One of the most controversial articles of the bill that Erdoğan has signed into law gives the police the right to detain a person if it deems the situation as in flagrante delicto. Officers are now able to keep him or her in custody for 24 hours without seeing a judge. This period will be extended to 48 hours, if the police deem that there is a "collective crime." 

Previously in Turkey, only the judiciary could detain a person to take him or her into custody.

With the new law, a police chief will also be able to order a strip search or a car search. From 2007 until today, Turkish police have not had the legal authority to conduct strip searches or searches on a car's trunk and interior without the approval of a judge or prosecutor.

Transferring judicial authority to government appointees

The new law also gives the police the authority to use firearms against those who "use or attempt to use Molotov cocktails, as well explosives, inflammables, incendiaries, suffocating devices, or injurious or similar arms," revoking previous limits.

With the new law, slingshots, iron pellets and fireworks are classified as arms, making their use during demostrations as a crime that would be punished with up to four years in prison.

Another change stipulates a prison sentence of up to three years for those who participate in a demonstration with the emblem, sign or uniform of an "illegal organization."

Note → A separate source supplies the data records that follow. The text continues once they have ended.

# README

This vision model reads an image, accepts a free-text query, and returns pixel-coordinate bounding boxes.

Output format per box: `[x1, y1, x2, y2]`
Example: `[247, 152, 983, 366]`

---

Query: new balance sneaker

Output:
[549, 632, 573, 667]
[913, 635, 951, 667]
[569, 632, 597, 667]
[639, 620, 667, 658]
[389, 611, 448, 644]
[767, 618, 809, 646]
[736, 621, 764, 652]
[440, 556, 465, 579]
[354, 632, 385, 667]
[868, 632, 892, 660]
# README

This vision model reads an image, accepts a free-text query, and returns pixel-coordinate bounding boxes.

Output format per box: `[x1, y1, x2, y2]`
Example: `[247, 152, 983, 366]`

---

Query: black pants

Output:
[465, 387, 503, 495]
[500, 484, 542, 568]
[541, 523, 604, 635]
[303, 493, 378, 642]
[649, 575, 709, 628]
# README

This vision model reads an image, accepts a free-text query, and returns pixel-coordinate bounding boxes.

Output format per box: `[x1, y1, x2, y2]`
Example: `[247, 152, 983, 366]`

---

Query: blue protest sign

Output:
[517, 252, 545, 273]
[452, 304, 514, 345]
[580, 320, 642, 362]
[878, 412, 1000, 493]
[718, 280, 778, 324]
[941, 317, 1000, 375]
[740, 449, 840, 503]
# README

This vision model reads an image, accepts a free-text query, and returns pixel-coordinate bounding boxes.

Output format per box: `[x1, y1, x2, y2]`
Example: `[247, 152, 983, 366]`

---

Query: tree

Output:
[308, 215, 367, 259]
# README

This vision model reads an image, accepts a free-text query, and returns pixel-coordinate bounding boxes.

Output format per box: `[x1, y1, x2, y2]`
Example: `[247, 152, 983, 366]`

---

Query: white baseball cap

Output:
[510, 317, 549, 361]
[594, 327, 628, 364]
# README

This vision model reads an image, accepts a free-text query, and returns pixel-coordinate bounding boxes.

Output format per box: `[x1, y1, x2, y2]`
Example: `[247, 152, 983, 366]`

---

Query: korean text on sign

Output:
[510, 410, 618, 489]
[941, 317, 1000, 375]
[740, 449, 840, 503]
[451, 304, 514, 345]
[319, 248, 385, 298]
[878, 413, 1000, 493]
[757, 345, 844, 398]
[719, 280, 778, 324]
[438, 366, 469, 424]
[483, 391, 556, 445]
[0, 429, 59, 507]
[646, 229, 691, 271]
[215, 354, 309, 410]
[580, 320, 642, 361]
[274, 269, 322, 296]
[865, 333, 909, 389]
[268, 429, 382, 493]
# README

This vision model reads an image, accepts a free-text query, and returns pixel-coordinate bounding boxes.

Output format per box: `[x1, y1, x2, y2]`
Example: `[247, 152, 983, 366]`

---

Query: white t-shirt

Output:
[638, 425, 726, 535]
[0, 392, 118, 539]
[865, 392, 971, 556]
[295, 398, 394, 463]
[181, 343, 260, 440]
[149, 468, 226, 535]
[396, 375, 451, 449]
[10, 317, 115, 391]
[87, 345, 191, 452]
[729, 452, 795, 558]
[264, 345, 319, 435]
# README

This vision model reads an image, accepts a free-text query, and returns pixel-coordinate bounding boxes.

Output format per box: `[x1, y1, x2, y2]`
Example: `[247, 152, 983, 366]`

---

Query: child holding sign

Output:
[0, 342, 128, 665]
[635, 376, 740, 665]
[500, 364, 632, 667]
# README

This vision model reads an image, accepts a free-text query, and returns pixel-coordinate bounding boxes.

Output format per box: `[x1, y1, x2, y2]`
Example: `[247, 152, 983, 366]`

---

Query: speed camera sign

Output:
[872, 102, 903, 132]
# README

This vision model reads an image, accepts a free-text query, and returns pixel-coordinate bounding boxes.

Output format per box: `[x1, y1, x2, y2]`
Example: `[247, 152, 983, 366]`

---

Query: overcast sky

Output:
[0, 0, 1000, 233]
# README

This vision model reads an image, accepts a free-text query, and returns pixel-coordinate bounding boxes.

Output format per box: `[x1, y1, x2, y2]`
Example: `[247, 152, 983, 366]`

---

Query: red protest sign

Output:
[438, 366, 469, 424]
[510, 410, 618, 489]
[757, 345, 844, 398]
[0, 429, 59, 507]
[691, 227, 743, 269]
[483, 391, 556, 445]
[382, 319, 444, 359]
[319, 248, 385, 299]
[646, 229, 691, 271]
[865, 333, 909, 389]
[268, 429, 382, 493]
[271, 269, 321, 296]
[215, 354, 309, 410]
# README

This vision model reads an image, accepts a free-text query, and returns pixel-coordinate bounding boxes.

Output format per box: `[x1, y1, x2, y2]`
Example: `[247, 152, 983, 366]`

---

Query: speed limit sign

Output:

Covering the face partly or fully during a demonstration, on the other hand, could bring a prison sentence up to five years.

The new law also grants the police to engage in wiretapping for intelligence purposes initially without a court order and also transfers some powers of prosecutors to administrative chiefs who are appointed by the government, such as governors.

A far less controversial article of the law classifies synthetic cannabinoid drugs, such as bonzai, as illegal, bringing heavier legal sanctions against their use and sale.

Other articles of the law say that police training centers will be able to accept new candidates aged up to 30. The previous age limit was 28.